Molecular genetics and structure of the human immunodeficiency virus

Abstract

A novel human lymphotropic virus capable of crippling the immune system by infecting and destroying T4 antigen-positive cells is now known to be the etiologic agent of the acquired immune deficiency syndrome (AIDS). The AIDS or human immunodeficiency virus (HIV) belongs to a family of RNA viruses called retroviruses. Several strains of HIV have been molecularly cloned, and DNA sequence comparisons have established that the proviral DNA genome is 9.7 kilobase pairs. The genome possesses characteristic retrovirus features including structural genes, flanked by long terminal repeats, in the order gag, pol, and env and, in addition, four unique nonstructural genes, several of which appear to be essential in regulating virus replication.
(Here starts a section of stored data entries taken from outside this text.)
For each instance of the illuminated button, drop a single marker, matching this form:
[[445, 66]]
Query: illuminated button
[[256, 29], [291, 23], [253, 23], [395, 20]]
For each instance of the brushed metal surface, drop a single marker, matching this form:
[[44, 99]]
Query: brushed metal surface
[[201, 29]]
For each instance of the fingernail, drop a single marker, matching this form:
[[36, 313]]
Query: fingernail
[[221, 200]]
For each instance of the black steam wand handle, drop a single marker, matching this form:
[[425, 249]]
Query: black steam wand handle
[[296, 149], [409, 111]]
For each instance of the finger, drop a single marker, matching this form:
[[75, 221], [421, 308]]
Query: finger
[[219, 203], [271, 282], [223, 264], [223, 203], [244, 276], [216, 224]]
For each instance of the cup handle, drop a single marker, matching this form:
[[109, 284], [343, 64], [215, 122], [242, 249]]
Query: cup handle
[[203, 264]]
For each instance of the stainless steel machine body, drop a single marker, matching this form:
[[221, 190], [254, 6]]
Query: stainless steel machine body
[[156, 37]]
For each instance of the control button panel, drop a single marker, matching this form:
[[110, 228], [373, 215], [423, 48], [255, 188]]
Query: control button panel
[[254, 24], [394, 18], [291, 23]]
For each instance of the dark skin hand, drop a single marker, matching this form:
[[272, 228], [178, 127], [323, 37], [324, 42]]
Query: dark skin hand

Electron microscopy has played an important role in elucidating structural, genetic, and molecular properties of HIV and has aided in its classification as a member of the Lentivirnae retrovirus subfamily. Heteroduplex mapping methodologies pertinent to these findings are described. Although the relationships show considerable divergence, the similarities between HIV and lentiviruses are profound and encompass an indistinguishable morphology, genome sequence homology and topography, genomic diversity, and overlapping biology, including a preference for infecting cells of the immune system, a cytopathic effect in vitro, and the ability to produce a persistent, slowly progressing, degenerative disease in vivo. The newest HIV class (HIV-2) has recently been molecularly characterized. HIV-2 also bears all the hallmarks of a lentivirus but is more closely related to simian immunodeficiency viruses than the previously described HIV-1, despite a similar biology. The HIV-lentivirus phylogenetic relationship has broad implications for the AIDS disease process and has given new importance to the study of the natural history and pathogenesis of animal lentiviruses in searching for clues to prevent the spread of AIDS.